SHORT RUNS

SHORT RUNS

SHORT RUNS

An excellent article was written by Markham Heid, Health and Science reporter for the New York Times.  By now most of us are familiar with the fact that running produces marked benefits in longevity, as well as the reduction of mortality from cardiovascular disease and cancer. This article shows, in several different studies, that the amount of running necessary to achieve these benefits is surprising very small. We don’t have to be running every day or training for a marathon in order to get the benefits. Far from it.

Dr. James O’Keefe is Director of Preventative Cardiology at Saint Luke’s Mid America Heart Institute in Kansas City Missouri. He has published numerous studies on the relationship between exercise and health. One of his recent articles was a study of individuals aged 20 to 92 who were compared to non-runners.  Those who ran 1 to 2.4 hours per week at a slow or moderate pace enjoyed the greatest reduction in mortality.  Surprisingly, that reduction was even greater than those who logged more miles at a faster pace.  Here is a case where more is not better but may actually be worse.

In a different study involving 55,000 individuals aged 18 to 100, it was found that those who ran 5 to 10 minutes a day at a slow pace (10 minutes per mile or slower) had a reduction in all causes of death and had an extended lifespan. All of these studies, and many others, indicate that most of the benefits of running come at the front end. If you are running for health benefits, there is no need to do mega miles or at a super-fast pace.
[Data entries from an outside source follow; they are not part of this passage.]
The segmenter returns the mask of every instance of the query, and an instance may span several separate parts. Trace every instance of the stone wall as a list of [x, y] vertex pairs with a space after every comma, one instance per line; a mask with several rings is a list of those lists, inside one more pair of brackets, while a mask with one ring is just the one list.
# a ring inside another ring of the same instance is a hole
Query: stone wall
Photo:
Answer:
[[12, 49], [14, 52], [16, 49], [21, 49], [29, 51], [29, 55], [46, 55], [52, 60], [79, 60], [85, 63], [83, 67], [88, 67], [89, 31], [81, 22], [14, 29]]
Training for races is entirely different. In response to exercise, the body releases a group of molecules known as exerkines. The term is an umbrella, which includes a wide variety of complex chemical substances. These molecules reduce inflammation, grow new blood vessels and regenerate cellular mitochondria.  Research in this area is relatively new and more studies are required, but it is already clear that exercise causes the release of these wonderful molecules that help the body maintain and regenerate itself.  Early research indicates they may reduce the likelihood of developing diabetes, dementia and many other unwanted conditions.

The bottom line is that short runs, even if done only occasionally and at a moderately slow pace, are wonderful for your body in terms of longevity, cardiovascular health, and fighting cancer. They have also been shown to be good for fighting depression. It can be assumed from these studies that other forms of exercise that get the heart rate up may also be as beneficial as running. These may include swimming, biking, fast walking, and workouts on the elliptical machine and others.